Bu durumda Fazlur Rahman’ın, hırsızın elinin kesilmesi ile ilgili konularda yeni hükümler icat etmek için acele etmemesi gerekirdi.
Çünkü müminler hırsızlık yapmayacağına (ve başka suçlar işlemeyeceğine) göre, müminler için düzenlenmiş cezalara da ihtiyaç yoktur.
Bir mümin suç işlediğinde, Fazlur Rahman gibi düşünülürse, aslında ortada tek bir suç vardır: İmanı kaldırıp atma, yani küfür.
Artık o bir mümin olarak yargılanamaz.
Kuşkusuz bütün bunlar saçmalıktan ibaret.

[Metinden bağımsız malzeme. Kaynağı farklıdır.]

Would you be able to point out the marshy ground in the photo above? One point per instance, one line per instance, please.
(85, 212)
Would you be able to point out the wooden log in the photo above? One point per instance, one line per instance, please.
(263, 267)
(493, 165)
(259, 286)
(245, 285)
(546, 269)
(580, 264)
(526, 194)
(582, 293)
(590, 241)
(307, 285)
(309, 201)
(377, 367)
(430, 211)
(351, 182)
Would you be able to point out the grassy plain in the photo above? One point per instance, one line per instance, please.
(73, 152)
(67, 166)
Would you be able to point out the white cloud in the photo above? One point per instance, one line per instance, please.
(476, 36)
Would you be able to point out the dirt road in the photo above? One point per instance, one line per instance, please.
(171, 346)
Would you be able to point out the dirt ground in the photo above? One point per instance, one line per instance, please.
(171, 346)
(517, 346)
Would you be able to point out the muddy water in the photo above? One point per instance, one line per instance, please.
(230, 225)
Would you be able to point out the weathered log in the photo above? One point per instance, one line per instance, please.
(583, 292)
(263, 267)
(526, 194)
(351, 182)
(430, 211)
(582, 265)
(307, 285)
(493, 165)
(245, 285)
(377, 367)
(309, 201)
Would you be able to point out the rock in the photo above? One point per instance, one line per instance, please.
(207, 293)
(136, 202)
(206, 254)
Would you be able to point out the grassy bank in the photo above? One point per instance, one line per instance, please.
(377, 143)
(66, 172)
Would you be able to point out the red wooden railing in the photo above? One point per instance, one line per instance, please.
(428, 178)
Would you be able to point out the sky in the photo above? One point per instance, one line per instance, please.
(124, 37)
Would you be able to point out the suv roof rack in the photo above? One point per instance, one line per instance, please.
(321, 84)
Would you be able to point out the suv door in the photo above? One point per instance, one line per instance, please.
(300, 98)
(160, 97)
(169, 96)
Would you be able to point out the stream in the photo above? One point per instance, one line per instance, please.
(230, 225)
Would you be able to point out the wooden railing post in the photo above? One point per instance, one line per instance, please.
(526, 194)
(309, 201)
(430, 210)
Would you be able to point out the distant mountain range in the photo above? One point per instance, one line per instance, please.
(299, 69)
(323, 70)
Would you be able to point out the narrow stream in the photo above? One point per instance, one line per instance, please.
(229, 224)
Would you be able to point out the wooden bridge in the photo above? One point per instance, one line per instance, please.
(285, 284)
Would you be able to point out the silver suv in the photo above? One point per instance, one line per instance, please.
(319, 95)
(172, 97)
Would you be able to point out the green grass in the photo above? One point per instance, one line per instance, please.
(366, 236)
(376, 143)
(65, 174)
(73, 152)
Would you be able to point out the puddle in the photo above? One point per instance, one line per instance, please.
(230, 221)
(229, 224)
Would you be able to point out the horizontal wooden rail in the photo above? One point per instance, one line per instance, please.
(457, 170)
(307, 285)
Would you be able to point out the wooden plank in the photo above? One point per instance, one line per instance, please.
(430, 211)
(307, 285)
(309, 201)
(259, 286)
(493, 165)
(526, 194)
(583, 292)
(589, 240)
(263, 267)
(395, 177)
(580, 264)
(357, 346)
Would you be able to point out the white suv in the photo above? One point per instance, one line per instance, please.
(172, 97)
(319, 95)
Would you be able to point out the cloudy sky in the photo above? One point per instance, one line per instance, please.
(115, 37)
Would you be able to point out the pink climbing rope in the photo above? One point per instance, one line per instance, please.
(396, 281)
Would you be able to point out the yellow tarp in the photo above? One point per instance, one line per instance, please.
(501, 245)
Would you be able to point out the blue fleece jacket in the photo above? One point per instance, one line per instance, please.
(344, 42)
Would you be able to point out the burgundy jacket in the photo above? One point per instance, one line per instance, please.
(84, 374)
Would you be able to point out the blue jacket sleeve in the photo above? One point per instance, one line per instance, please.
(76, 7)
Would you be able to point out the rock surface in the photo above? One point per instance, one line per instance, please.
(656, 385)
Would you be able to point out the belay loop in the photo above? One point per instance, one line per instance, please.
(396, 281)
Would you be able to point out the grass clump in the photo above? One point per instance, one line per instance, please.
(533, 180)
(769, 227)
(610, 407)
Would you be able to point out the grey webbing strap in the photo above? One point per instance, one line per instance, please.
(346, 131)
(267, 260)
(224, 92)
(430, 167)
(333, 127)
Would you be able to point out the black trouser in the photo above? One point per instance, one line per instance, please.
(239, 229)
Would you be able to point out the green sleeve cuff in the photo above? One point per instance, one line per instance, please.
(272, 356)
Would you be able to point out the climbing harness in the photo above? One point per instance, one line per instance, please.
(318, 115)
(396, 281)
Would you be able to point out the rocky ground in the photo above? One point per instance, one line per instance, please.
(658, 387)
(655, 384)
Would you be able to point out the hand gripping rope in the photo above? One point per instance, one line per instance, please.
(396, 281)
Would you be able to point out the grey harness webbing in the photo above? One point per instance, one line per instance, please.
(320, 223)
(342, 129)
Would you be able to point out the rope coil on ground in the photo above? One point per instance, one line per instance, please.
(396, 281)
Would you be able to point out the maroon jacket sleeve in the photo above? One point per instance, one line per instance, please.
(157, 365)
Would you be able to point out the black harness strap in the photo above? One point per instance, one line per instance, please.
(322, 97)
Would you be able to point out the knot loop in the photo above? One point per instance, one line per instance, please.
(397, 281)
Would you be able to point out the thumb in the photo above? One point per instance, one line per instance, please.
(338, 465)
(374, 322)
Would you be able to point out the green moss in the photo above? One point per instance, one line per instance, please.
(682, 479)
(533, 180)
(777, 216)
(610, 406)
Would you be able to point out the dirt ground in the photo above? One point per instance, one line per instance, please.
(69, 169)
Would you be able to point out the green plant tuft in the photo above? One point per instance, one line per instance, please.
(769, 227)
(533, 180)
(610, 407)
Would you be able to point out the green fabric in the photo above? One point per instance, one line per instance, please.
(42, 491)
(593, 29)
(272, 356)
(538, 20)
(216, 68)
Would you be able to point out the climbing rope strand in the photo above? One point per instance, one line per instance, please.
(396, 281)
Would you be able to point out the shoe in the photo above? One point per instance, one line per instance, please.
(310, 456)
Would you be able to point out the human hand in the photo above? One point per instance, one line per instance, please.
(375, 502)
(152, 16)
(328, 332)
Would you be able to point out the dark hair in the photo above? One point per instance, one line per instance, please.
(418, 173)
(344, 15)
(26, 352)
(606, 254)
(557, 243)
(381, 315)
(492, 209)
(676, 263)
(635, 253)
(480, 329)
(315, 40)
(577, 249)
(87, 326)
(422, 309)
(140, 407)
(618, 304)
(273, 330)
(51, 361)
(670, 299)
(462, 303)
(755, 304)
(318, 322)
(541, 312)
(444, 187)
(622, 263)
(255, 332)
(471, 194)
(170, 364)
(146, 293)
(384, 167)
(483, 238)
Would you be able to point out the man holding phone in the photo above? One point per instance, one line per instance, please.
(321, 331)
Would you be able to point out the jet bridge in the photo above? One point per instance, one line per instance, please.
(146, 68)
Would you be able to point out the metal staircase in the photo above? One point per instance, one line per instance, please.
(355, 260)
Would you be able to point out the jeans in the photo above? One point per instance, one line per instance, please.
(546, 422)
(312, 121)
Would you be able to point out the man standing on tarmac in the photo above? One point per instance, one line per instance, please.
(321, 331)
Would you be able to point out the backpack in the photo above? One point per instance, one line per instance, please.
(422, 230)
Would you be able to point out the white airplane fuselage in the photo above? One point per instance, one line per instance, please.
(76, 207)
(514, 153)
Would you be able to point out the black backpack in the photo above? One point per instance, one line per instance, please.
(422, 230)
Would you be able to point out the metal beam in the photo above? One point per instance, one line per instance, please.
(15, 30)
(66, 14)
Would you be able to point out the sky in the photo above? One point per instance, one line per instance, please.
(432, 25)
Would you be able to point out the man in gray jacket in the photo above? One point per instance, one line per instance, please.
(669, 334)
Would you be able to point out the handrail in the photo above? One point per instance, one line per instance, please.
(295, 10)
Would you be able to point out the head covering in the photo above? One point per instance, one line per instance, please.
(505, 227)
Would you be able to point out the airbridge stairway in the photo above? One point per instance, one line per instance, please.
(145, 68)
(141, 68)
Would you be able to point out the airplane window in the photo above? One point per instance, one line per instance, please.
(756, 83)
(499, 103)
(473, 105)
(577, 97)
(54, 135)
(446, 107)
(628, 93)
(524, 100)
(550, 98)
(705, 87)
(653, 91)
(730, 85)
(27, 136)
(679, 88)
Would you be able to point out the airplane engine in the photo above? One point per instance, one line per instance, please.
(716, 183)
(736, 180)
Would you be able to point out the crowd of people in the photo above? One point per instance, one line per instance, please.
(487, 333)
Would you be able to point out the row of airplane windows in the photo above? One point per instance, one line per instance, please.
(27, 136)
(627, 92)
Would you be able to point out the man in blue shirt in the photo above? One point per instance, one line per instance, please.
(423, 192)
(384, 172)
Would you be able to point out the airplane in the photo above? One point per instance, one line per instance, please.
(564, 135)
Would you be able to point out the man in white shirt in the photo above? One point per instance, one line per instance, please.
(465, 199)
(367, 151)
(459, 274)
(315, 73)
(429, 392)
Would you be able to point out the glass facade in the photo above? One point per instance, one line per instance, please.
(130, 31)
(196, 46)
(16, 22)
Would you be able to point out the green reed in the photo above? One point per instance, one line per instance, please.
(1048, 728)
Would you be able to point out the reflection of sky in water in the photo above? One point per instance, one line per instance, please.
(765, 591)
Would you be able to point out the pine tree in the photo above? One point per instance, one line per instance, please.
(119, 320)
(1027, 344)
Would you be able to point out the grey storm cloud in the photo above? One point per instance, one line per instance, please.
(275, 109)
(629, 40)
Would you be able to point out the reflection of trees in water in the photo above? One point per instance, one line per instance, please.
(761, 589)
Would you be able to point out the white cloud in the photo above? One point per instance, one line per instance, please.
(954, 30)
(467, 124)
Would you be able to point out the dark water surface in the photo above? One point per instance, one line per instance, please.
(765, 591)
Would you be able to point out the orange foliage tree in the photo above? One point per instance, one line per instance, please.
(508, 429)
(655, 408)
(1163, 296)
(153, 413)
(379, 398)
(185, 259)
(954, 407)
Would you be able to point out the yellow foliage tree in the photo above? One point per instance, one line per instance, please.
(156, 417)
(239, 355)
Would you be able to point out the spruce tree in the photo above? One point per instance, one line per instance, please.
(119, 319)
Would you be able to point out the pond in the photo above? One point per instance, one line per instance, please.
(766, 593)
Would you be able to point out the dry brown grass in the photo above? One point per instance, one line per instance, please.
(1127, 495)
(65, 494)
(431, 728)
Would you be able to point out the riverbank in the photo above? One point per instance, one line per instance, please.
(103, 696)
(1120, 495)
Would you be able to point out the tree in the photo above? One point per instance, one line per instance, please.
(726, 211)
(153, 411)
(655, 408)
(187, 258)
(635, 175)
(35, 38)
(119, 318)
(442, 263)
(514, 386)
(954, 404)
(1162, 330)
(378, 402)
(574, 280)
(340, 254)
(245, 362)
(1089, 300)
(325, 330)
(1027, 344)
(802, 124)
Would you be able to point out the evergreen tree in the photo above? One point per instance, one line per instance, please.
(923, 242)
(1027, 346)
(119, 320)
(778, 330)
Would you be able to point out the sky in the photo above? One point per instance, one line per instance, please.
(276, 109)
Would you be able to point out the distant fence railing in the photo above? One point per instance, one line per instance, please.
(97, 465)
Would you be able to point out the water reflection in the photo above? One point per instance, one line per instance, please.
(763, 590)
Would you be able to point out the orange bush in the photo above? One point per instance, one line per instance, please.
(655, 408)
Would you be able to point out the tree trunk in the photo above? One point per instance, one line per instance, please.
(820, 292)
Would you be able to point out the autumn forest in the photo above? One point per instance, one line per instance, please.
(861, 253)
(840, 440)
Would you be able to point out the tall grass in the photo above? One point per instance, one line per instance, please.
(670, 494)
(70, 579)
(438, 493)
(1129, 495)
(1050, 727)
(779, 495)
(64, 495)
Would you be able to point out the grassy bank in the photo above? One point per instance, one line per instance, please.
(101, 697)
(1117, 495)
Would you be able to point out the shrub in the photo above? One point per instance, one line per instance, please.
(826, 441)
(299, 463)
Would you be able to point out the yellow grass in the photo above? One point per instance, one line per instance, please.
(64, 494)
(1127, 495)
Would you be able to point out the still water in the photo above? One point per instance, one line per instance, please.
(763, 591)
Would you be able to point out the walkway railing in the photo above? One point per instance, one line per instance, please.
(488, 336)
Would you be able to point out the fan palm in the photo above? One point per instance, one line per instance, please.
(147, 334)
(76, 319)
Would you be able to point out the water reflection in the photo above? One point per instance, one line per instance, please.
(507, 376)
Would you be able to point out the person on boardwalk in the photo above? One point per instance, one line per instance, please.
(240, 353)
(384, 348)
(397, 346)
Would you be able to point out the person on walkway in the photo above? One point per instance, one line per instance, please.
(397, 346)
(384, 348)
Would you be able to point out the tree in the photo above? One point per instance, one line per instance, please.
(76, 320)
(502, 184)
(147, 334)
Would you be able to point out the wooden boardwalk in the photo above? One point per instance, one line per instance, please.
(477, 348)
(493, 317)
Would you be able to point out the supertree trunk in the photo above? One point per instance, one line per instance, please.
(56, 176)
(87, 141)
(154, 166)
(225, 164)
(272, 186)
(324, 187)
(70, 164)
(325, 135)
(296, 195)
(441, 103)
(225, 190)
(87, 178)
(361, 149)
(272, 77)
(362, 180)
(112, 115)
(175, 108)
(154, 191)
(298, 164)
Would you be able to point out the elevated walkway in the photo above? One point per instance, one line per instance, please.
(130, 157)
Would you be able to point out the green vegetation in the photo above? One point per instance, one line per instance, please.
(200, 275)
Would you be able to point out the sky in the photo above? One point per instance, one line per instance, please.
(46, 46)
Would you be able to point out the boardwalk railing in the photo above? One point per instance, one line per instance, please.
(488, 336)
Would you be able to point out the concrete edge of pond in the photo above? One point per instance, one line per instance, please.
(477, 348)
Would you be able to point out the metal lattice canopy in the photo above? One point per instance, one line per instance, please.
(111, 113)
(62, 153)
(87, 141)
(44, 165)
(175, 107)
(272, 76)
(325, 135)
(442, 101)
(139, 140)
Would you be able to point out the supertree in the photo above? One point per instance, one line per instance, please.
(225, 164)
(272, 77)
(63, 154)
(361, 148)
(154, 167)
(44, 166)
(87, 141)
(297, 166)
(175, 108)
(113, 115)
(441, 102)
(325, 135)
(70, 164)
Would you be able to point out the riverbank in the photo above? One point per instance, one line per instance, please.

Tekfirci Fazlur Rahman’ın Ehl-i Sünnet imamlarına muhalefet etme saikiyle Kur’an’ı Haricîler gibi yorumladığı, akılda onlarla ortak olduğu, onlardan daha akıllı olmadığı açık.
*
Burada bir parantez açalım.
Ehl-i Sünnet’e göre (en azından Matüridiyye'ye göre) iman, kalple samimi tasdik ve dille takiyyesiz ikrardan ibarettir.
Amel, imanın şartı değildir, kemaline işaret eder.
Nitekim Allahu Teala iman ile salih ameli ayrı ayrı zikretmektedir. Yani iman başka, salih amel başkadır.
Kalbiyle inanan, ve bunu da diliyle ifade eden, küfür sözler söyleyerek küfür inanç sergilemeyen, küfre düşürecek amellerden kaçınan kişi mümindir.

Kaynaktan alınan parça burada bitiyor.